A.M. Best has released a new equity report focusing on the stock performance of global reinsurance companies. The report covers fourth quarter and full-year 2014 and “shows mixed results.”
Best said: “For publicly traded reinsurance companies (including the four large Europeans – Munich Re, Swiss Re, Hannover Re, SCOR) stock prices ended 2014 below the overall market, driven by the increased volatility in the stock market during the summer and fall, augmented by continued concerns over the decline in pricing for reinsurance risk.
“Of the 19 publicly traded worldwide reinsurers featured in the report (including the four top European players), only four outperformed the overall market in 2014 and four actually experienced negative returns in 2014.”
Best explained that even though losses in 2014 were at a “low level,” and the reinsurance industry continued to take advantage of “favorable reserve releases from prior years, the pricing pressures for cat business were well evident for all of 2014.

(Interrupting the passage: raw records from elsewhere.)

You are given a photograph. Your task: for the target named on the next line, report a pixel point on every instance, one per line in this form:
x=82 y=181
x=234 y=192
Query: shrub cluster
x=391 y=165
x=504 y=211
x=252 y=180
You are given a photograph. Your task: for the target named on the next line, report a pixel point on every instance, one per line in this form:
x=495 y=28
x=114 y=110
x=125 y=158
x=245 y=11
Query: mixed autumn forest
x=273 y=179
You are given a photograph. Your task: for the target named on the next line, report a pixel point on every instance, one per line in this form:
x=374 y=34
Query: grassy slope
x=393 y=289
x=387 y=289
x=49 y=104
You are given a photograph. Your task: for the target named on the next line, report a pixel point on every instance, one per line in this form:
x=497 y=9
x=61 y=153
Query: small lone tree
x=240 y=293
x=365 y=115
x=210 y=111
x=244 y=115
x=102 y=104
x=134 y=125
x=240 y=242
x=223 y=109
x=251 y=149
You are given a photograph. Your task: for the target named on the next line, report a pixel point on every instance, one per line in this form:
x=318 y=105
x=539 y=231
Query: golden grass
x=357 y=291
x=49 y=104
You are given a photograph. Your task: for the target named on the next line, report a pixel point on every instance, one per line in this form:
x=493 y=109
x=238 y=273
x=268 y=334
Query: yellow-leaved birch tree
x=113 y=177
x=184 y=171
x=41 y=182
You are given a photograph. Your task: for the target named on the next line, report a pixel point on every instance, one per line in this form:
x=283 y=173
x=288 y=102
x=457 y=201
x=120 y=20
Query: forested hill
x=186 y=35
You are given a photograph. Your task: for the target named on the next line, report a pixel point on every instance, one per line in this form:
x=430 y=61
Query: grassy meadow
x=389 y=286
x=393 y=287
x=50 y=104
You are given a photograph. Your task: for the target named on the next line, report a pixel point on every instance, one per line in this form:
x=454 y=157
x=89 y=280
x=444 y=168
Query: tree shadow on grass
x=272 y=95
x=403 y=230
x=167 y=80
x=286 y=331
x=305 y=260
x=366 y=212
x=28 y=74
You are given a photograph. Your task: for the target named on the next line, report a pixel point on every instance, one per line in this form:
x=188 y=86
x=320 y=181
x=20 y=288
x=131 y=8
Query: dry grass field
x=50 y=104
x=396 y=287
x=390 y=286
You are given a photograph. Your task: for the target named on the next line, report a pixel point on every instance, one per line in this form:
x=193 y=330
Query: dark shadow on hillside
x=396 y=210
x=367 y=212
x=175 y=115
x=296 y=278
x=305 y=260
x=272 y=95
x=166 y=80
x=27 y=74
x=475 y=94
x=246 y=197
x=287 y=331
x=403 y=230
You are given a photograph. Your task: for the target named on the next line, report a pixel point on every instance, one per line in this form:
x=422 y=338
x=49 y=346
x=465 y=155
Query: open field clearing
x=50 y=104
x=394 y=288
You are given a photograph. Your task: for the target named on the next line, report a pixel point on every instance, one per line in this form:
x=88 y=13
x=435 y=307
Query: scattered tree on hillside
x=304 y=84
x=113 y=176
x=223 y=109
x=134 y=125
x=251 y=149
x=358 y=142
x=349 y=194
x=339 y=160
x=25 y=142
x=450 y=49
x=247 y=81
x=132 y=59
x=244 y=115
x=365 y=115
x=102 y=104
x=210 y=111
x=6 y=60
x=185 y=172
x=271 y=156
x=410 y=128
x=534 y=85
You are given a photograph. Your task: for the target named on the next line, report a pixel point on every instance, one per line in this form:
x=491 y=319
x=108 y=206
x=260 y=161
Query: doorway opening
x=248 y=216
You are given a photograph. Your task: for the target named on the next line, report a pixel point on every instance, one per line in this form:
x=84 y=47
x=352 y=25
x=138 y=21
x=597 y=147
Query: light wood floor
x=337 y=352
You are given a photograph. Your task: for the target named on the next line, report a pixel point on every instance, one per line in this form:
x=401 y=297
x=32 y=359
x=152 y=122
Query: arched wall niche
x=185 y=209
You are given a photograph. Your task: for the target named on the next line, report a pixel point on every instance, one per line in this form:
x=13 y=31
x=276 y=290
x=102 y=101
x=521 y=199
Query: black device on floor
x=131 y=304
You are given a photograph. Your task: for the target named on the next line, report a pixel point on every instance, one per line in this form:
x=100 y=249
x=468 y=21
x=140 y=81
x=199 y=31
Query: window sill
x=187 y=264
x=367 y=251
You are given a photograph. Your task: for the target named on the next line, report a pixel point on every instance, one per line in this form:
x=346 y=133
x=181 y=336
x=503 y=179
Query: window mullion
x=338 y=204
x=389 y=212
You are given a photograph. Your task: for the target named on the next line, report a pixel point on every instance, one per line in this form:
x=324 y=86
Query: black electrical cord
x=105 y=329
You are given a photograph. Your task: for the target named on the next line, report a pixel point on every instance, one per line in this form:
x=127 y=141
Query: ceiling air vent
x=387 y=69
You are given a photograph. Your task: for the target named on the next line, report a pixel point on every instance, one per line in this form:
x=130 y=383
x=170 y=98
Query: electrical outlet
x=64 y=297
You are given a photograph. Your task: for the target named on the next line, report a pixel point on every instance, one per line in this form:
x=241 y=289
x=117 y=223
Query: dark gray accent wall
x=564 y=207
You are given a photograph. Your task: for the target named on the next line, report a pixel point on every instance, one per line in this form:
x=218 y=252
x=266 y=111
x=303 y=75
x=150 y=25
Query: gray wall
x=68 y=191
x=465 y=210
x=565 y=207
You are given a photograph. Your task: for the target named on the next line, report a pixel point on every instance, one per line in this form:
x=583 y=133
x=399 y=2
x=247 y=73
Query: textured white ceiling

“During 2014 reinsurance companies have seen cat price declines of 20 percent in some cases (more pronounced in the US),” Best explained. The renewals as of the first of January “once again reported a decline in reinsurance price between 5-15 percent depending on risk and loss experience.
“The dramatic price declines in 2014 and for January 1 continued to be attributed to the lack of market-changing losses as well as increased retentions carried by ceding companies and the abundance of capital in the market,” Best concluded.